Le Roman d’Hippolyte/I/01

La Renaissance du livre (7p. 9-21).
II  ►


I


En revenant de Paris, après avoir terminé sa rhétorique, Hippolyte Platbrood savait ce qu’il voulait, au rebours de tant d’autres jeunes gens de sa condition.

Son bagage, quoique léger et portatif, n’était pas négligeable ; bien empaqueté, il contenait, sous un petit volume, nombre de choses utiles et d’abord une langue claire, la propriété des mots, une élocution déjà facile.

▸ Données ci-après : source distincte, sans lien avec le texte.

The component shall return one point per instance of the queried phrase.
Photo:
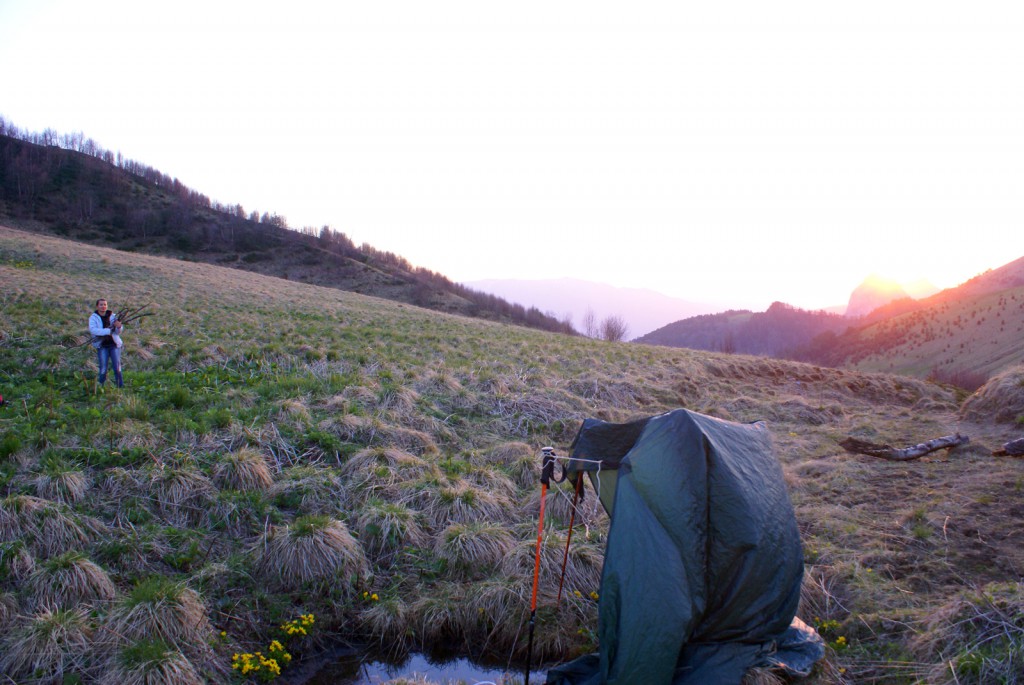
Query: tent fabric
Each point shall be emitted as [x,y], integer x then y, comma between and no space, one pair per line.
[704,562]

Ce lycéen rapportait encore le ferme projet de ne pas être un oisif, le désir d’étendre sa culture et d’orner son esprit, en un mot de travailler afin de faire bonne figure un jour, sinon de briller au premier rang, dans quelque carrière libérale.

Tout de suite, il se décida pour le barreau où il lui semblait qu’il pourrait satisfaire, mieux que dans nulle autre profession, son besoin d’activité, les aspirations généreuses de sa nature et même sa fantaisie.

Ses bons parents ne devaient pas le contrarier ; leur situation de bourgeois cossus leur permettait du reste d’épargner à ce cadet bien aimé l’asservissement d’une fonction immédiatement rétribuée mais sans relief ni honneur ; au surplus, très fiers de ses heureuses dispositions, ils s’enorgueillissaient déjà de compter un avocat dans la famille.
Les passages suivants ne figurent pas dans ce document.